Les partenaires de la direction financière
- Les banques : SMCP a travaillé, ces dernières années, avec un certain nombre de partenaires financiers. Pour préparer et orchestrer son introduction en Bourse, le groupe s’est entouré des coordinateurs globaux J.P. Morgan et Bank of America Merrill Lynch. «Travailler avec ces établissements étrangers était en ligne non seulement avec la dimension mondiale de l’entreprise, mais encore avec notre objectif d’internationaliser le plus possible notre base d’investisseurs», indique Philippe Gautier, directeur financier et directeur des opérations. Pour l’acquisition de De Fursac cette année, SMCP s’est rapproché de BNP Paribas. Rothschild a supervisé ses récentes opérations de refinancement.

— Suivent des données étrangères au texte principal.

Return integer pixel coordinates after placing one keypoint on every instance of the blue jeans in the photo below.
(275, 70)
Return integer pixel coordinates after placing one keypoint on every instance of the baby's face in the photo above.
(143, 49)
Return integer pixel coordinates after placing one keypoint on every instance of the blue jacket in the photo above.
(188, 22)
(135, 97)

- Les commissaires aux comptes : KPMG et Deloitte se partagent le commissariat aux comptes de SMCP. «Un « big four » donne une certaine crédibilité à un projet d’IPO», reconnaît Philippe Gautier. Un cabinet couvre les Etats-Unis, l’autre l’Asie. Les deux se partagent l’Europe.
La logistique, un pôle de 200 collaborateurs
Deuxième pilier de la direction des opérations rattachée depuis 2010 à la direction financière, la logistique ou supply chain de SMCP est placée sous la responsabilité de Marina Dithurbide. Une dizaine de personnes sont chargées de son pilotage, quand près de 200 collaborateurs travaillent dans les entrepôts du groupe. Le pôle supervise actuellement un chantier d’ampleur : l’ouverture, prévue pour avril 2020, d’un nouvel entrepôt de 24 000 m2 à Marly-la-Ville, dédié au stockage et à la distribution de certaines des nouvelles collections Maje et Claudie Pierlot. L’ouverture de ce terminal représente un investissement de 8 millions d’euros pour SMCP.

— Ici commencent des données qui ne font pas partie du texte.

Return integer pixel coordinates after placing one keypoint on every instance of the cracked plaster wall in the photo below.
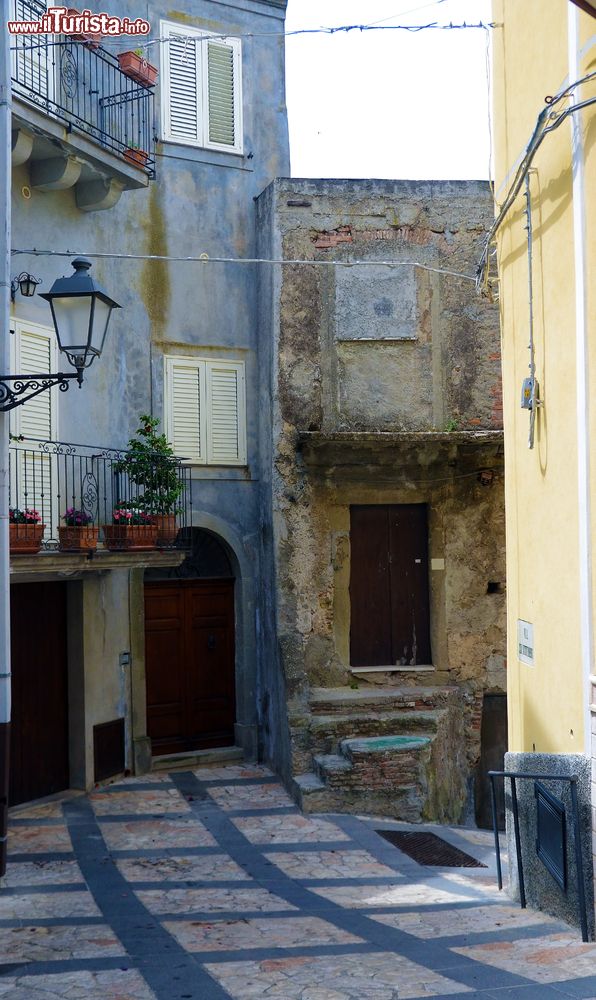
(384, 350)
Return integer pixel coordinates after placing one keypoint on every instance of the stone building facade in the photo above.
(385, 381)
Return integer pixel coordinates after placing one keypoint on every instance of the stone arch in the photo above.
(224, 554)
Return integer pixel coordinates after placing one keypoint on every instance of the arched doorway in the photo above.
(190, 650)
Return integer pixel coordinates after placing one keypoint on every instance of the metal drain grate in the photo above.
(428, 849)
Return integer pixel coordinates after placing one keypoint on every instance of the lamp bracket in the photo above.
(25, 387)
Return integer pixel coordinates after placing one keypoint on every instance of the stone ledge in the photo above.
(75, 564)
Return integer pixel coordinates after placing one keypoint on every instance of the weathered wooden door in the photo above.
(189, 660)
(389, 586)
(39, 730)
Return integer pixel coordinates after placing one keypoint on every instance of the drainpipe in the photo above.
(5, 166)
(582, 379)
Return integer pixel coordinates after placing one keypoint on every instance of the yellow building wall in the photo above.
(547, 701)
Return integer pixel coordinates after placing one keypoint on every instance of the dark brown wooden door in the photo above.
(39, 730)
(189, 658)
(389, 585)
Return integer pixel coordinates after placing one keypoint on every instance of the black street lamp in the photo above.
(25, 283)
(81, 311)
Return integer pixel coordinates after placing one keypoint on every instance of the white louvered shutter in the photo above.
(226, 419)
(186, 408)
(34, 481)
(181, 88)
(36, 357)
(222, 76)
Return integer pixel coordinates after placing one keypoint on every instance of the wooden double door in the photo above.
(190, 664)
(389, 601)
(39, 727)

L’IT, garante de l’unicité des systèmes d’information
Les collaborateurs en charge de la gestion des systèmes d’information constituent l’un des deux pôles de la direction des opérations rattachée à la direction financière. L’IT a en charge, historiquement, le déploiement des systèmes d’information du groupe et leur maintenance. Immédiatement après le rapprochement de Sandro, Maje et Claudie Pierlot en 2010, ces équipes se sont attelées à l’implémentation d’une architecture informatique utilisable par les trois marques : un ERP développé par Cegid, un gestionnaire e-commerce et un logiciel de caisse. «Ultérieurement, d’autres outils ont été déployés par l’IT : une solution de product life cycle management permettant d’optimiser le calendrier de commercialisation de nos produits et un ERP Finance, dont le déploiement en Chine se poursuit actuellement», indique Philippe Gautier, directeur des opérations et directeurs financiers de SMCP.